According to the present invention, various silver and silver alloys, for example, silver and silver alloys used in lighting devices such as electronic parts and light-emitting diodes, etc. are excellent in discoloration (corrosion) prevention properties, and in particular, excellent resistance to discoloration on silver-deposited surfaces. It becomes possible to provide a surface treatment agent capable of imparting properties. In addition, it is possible to provide silver and a silver alloy having a film made of a solid component contained in the surface treatment agent on the surface, and a light emitting diode having the silver and the silver alloy as a substrate.

Claims (12)

  A surface treatment agent for silver and a silver alloy containing smectite and a silicate compound as components.   The surface treatment agent for silver and silver alloy according to claim 1, wherein the solid mass ratio of smectite and silicic acid compound is smectite / silicic acid compound = 99/1 to 1/99.   The surface treatment agent for silver and silver alloy according to claim 1 or 2, wherein the smectite is at least one of stevensite, hectorite, saponite, montmorillonite, and beidellite.
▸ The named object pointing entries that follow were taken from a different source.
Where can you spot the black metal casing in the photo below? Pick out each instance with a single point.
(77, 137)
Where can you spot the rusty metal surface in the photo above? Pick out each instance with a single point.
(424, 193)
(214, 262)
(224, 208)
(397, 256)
The silicic acid compound is at least one of water glasses represented by the general formula M ₂ O · nSiO ₂ (n = 0.5 to 4.0, M represents an alkali metal of Li, Na, K). The silver and the silver alloy surface treating agent according to any one of claims 1 to 3.   The surface treatment agent for silver and silver alloy according to any one of claims 1 to 4, wherein the smectite is at least one of stevensite, hectorite, saponite, montmorillonite, and beidellite.   Furthermore, the surface treatment agent of the silver and silver alloy in any one of Claims 1-5 containing a vaporizable rust preventive agent.   The vaporizable rust inhibitor is 1,2,3-benzotriazole, tolyltriazole, 1,2,4-triazole, 3-amino-1,2,4-triazole, imidazole, 2-mercaptobenzimidazole, 2-mercapto. The surface treatment agent for silver and silver alloy according to claim 6, which is one or more vaporizable rust preventives selected from the group consisting of benzothiazole and alkali metal salts thereof.   Silver and a silver alloy which comprise the film | membrane which consists of a solid component contained in the surface treating agent in any one of Claims 1-7.   A light emitting diode comprising the silver and silver alloy according to claim 8 as a substrate.   The light emitting diode according to claim 9 encapsulated with a transparent resin.   The light emitting diode according to claim 10, wherein the transparent resin is a silicone resin.   The light emitting diode according to any one of claims 9 to 11, wherein silver and a silver alloy have an uneven shape.